Pero entonces llega el momento este. Empieza a tocar la Batalla, suenan los clarines y yo, claro, no me puedo contener. Es más fuerte que yo, ¿sabe? Me levanto y saludo con un gesto amplio al pueblo allí concentrado. Me giro para saludarles a todos y entonces le veo. Allí está al final de la nave central donde la puerta grande que sólo se abre en Semana Santa. El hijoputa de Geoffrey. Me sonríe con toda malicia el malvado y me grita: ¿Qué, padre, buscando esposa otra vez, se oye? ¿Y siguiendo sin suerte alguna? A lo mejor le podría echar una mano, ¿qué opina? Y se echa a reír, el muy cabrón. ¡Que le asen bien en el infierno! A mí, desde luego, no me hace nadie estas cosas sin castigo, menos aún Geoffrey. Doy dos pasos rápidos hacia el altar, cojo mi lanza, bueno, en realidad se trataba de uno de estos portavelas gigantes que teníamos en la iglesia, quito de un golpe la vela y la tiro a tierra. Ahora vas a ver, ¡malparido!, le grito y le enseño la punta afilada. Sabe, estos portavelas tienen una punta de acero nada despreciable. Para fijar bien las velas. Me meto la lanza bajo la axila, respiro y debajo del sonido bélico de la Batalla grito: ¡Para Judit! El mono ese me remeda y no para de reírse. Yo, hecho toda una furia ya, cojo la lanza más firmemente y me echo a correr gritando otra vez: ¡Para Judit! A media nave estoy ya a toda velocidad. Esta vez sí le mato, pienso, esta vez no hay remedio para él.

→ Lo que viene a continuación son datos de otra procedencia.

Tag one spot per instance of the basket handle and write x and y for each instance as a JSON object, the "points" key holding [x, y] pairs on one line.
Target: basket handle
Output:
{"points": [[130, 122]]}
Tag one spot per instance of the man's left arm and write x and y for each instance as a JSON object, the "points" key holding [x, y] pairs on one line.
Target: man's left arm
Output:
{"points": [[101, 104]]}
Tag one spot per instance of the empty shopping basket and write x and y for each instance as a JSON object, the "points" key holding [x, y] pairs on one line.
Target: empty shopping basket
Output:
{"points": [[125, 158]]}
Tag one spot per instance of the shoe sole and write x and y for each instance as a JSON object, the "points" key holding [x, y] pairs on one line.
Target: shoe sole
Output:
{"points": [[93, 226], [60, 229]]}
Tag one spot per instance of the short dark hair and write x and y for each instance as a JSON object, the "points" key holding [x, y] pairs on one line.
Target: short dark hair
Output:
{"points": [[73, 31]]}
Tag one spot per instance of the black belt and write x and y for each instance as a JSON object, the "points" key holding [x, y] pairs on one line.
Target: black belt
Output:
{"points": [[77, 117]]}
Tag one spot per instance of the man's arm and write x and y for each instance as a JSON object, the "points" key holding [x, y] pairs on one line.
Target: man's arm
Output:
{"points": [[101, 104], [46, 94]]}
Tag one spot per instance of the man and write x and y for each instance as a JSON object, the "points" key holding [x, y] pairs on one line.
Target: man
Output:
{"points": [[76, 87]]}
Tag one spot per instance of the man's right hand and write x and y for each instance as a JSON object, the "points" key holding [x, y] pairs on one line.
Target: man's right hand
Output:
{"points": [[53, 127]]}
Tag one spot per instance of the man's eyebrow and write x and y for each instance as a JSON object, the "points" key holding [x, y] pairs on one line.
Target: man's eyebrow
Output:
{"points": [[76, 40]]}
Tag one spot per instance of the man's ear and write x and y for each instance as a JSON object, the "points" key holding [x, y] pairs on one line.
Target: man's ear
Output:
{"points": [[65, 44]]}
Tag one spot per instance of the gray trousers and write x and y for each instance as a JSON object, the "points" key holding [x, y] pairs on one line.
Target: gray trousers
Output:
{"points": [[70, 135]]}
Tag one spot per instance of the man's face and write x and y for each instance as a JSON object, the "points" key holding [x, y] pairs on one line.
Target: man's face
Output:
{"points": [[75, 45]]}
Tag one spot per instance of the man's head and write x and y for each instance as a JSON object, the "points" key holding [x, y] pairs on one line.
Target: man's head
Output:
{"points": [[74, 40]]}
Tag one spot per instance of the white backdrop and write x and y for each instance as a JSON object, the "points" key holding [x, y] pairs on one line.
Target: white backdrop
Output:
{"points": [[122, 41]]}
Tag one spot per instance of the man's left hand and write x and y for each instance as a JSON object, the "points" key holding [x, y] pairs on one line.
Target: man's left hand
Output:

Se morirá apuñalado por mi lanza como yo me morí de la suya. Oiría otra vez este sonido ¡Shlurp! y vería como su cara se volvería gris ceniza. ¡Mi triunfo! Ella me vería, se asustaría, pero al mismo tiempo su corazón se encendería del amor eterno que nos iba a unir. Se huiría a mis brazos y los dos saldríamos de la iglesia unidos. Dirección Inglaterra.
Bueno, ¿qué le digo? No funcionó. No sé qué me pasó, debo haber estado otra vez demasiado excitado. La cosa está en que tropecé con un pliegue de la alfombra que había puesto para adornar la iglesia para el concierto, salí volando mucho antes de haber llegado adonde estaba él y — mire, yo tampoco entiendo como puede haber pasado esto — al volver a la tierra me clavé la punta del portavelas en mi propio corazón.

—¿Y?
—¿Cómo que y? Pues, lo típico: ¡Shlurp!, mucha sangre, la última maldición cuando notas que ya está, que has estirado la pata y encima por ser torpe. Sangras más y más, se te van apagando las luces y de repente notas como cada vez eres más ligero. Dentro de dos momentos estás fuera ya, ves a tu cuerpo muerto digno de compasión si tanta sangre no te diera asco, te echas a llorar un poco y subes.
—Y ¿eso es todo? — Las palabras no querían salir de su boca. ¡Pero sí era fantástico! ¡Realmente no había sido un suicidio! Incluso sería difícil colocar esto debajo de Desgracias Diversas. No, no, éste era un caso para los especialistas de QQAA. Indudablemente. Una gran felicidad se extendió en el doctor devolviendo la vida a sus ojos, a sus brazos, a sus piernas. De repente notó pájaros gorjeando fuera en el jardín y sabía que dentro de cinco minutos ya estaría allí disfrutando plenamente de su existencia. Ya estaba. Ya no más, ya nunca más. Escribió las palabras ’A transferir a Quimeras Quijotescas y Alucinaciones Aberrantes’ en su bloc y lo subrayó primero una vez, luego otra vez, porque sí. Ni El siquiera se lo podría discutir.